Sedangkan pada bulan Agustus, masyarakat di Kabupaten Dairi, Humbang Hasundutan, Karo, Labuhanbatu Selatan, Mandailing Natal, Nias, Nias Barat, Nias Utara, Padang Lawas, Padang Lawas Utara, Pakpak Bharat, Samosir, Simalungun, Tapanuli Selatan, Tapanuli Utara, Toba, serta Kota Padangsidimpuan diharapkan tetap waspada terhadap fluktuasi curah hujan dan potensi bencana yang dapat ditimbulkannya

Sementara itu, 19 kabupaten/kota yang pada tahun sebelumnya mengalami banjir dan tanah longsor perlu melipatgandakan kesiapsiagaan melalui langkah-langkah mitigasi, termasuk penyusunan rencana darurat (contingency plan), penyediaan jalur evakuasi, kesiapan tempat pengungsian, serta edukasi kepada masyarakat

“Mitigasi bencana merupakan tanggung jawab bersama. Semangat gotong royong harus terus kita hidupkan, saling membantu, mematuhi arahan petugas, dan mengikuti prosedur evakuasi apabila terjadi keadaan darurat,” ujar Buya Sugeng Wanto.
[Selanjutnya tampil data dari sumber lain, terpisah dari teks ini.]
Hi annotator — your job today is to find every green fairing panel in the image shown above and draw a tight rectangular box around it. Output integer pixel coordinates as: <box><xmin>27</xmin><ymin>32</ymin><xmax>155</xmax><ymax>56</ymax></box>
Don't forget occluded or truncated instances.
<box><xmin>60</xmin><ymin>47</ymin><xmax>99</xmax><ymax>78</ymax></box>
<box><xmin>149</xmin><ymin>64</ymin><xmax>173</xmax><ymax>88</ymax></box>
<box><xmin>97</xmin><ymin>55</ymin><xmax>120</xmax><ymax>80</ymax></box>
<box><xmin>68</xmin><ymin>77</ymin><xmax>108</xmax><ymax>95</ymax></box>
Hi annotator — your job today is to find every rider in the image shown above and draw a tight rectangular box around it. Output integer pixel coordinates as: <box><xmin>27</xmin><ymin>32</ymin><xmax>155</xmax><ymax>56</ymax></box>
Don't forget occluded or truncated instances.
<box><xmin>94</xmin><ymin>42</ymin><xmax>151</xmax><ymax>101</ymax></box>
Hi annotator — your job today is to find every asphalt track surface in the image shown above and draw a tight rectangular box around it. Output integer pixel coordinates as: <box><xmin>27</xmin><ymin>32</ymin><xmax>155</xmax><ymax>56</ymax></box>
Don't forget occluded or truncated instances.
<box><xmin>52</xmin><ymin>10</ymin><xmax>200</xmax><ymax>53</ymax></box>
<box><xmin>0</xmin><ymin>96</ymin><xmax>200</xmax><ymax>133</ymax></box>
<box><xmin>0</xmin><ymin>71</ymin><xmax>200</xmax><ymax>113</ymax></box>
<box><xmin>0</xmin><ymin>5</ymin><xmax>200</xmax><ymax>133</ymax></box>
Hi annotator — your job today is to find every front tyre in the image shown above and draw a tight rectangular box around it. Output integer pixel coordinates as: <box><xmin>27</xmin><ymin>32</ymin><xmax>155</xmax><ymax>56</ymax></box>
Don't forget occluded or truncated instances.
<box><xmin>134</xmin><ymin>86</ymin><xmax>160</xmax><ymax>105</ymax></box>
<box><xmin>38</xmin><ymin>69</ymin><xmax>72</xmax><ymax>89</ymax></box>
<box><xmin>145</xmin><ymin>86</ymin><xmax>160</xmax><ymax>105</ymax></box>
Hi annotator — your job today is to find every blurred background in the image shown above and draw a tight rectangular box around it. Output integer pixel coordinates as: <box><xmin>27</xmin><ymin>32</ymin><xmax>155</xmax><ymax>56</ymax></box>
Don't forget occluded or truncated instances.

Ia menegaskan bahwa dalam perspektif Islam, menyusun rencana darurat merupakan bagian dari ikhtiar untuk menjaga keselamatan jiwa (hifzhun nafs), salah satu tujuan utama syariat Islam (maqashid syariah). Karena itu, umat Islam diajak untuk memadukan ikhtiar lahir berupa kesiapsiagaan dengan ikhtiar batin melalui doa dan peningkatan ibadah.

“Mari kita bersama-sama memperbanyak doa, memohon perlindungan kepada Allah SWT agar Sumatera Utara dan seluruh negeri ini senantiasa dijauhkan dari segala bentuk bencana dan marabahaya, serta diberikan keselamatan, keberkahan, dan ketenteraman bagi seluruh masyarakat,” tutupnya.